Lamentations and Mark

I was talking with my friend, Sarah, the other day. Actually, we weren’t really talking. She blogged, I called and left a voicemail, she called and left a voicemail, then I texted. So to make matters more simple: I was talking with my friend Sarah, and she said that she wasn’t fond of the gospel of Mark, but she loved Matthew because of his amazing story telling and tangential logic. Basically, Mark is my favorite gospel by leaps and bounds, because he tells the stories and lets them speak for themselves. I mean Jesus is the Messiah in Mark’s eyes, but his text says: this is so true and so real, I don’t need to explain any of it, just by reporting it to you, you will get it! There is also this sense of immediacy in Mark. The plot, the storyline, is conflated and collapsed so there is no real sense of time. Everything happens immediately after the story right before it. I get this sense that Mark wants you to keep reading so that you don’t miss a thing.

Matthew, on the other hand, tells a story and then spends just as long telling you why said story indicates that Jesus is the Messiah. He is the Messiah because of x, y, and z. As if you couldn’t put x, y, and z together for yourself. Here is Matthew’s storyline: story, exegesis of that story, story, exegesis of that story, repeat ad nauseam. I do like Matthew, though, right after Mark and Luke, and way before John. But John is another rant for another day, and maybe I am not enough of an ancient to understand him, or I am too postmodern or not modern enough, or something.

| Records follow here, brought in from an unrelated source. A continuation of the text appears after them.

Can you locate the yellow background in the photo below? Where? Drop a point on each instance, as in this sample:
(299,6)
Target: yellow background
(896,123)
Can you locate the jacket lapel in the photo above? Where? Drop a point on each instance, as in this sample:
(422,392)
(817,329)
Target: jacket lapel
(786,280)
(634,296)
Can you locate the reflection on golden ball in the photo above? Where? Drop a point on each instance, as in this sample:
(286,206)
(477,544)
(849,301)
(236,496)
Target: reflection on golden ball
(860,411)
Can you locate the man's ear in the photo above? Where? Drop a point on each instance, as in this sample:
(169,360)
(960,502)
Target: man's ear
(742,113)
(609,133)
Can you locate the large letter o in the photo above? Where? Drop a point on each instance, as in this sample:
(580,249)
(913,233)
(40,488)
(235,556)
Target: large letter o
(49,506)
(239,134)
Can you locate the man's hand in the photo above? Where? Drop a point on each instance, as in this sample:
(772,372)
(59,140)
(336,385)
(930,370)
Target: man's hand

So I asked Sarah to guess my favorite Old Testament (Jewish Scriptures) book. Of course she chose the logical two: Ruth or Esther. Good guesses, but as some of you know, my favorite OT book is decidedly perceived as the most depressing of all of them, but I think Lamentation is beautiful. Or as I told Sarah, beautifully tragic or tragically beautiful, I am not sure which. The whole book is about how frustrated the writer is that God has turned his back on the Israelites. We actually get to see the writer work out his frustration with not understanding why God won’t listen to him and why it seems that God is brutally punishing the Israelites. What is glorious about this book is we see in a more real way than Job, I think, theodicy worked out through one writer’s soul wrenching agony. The writer wants to be angry with God for the injustice of the punishment, but the writer is unable to relenquish the facet of God’s grace and compassion. I love how the whole book hinges on part of chapter 3, which in the NIV reads:

I remember my affliction and my wandering,
the bitterness and the gall.
I well remember them,
my soul is downcast within me.
Yet this I call to mind
and therefore I have hope:
Because of the Lord’s great love we are not consumed,
for his compassions never fail.
They are new every morning;
great is you faithfulness.
I say to myself, “The Lord is my portion;
therefore I will wait for him.”
The Lord is good to those whose hope is in him,
to the one who seeks him; it is good to wait quietly
for the salvation of the Lord.
It is good for a man to bear the yoke
while he is young.
Let him sit in silence,
for the Lord has laid it on him.
Let him bury his face in the dust—
there may yet be hope.
Let him offer his cheek to one who would strike him,
and let him be filled with disgrace.

Basically, I love how this text of death, destruction, and carnage rests around this middle chapter of hope, and questioning of God. Why, God, do you let those of us who love you suffer?

I really think that Lamentations gets at the community aspect of faith as well. This poem highlights the way the entire community or society is sick, and how God’s love and God’s anger rests on the entire community. There is also this embrace of the dichotomy of cursing and blessing: “Is it not from the mouth of the Most High that both calamities and good things come? Why should any living man complain when punished for his sins?” The writer then switches the number of the speaker: “Let us examine our ways and test them, and let us return to the Lord. Let us lift up our hands to God in heaven and say: “We have sinned and rebelled and you have not forgiven.” I love this compact struggle. Is it I or we? Is it that God has not forgiven or is it that the consequences of sin are still present culturally? Is it grace and mercy or anger and condemnation? I love the honest contemplation of this writer. Amazing stuff. Beauty, tragedy, and who doesn’t love a story where people eat their own children? Sorry, but I was getting a little too serious for a second. So all that because of a not-conversation.

I also have to add that I am loving my life right now. I am not saying it isn’t stressful, but I am loving my life…today.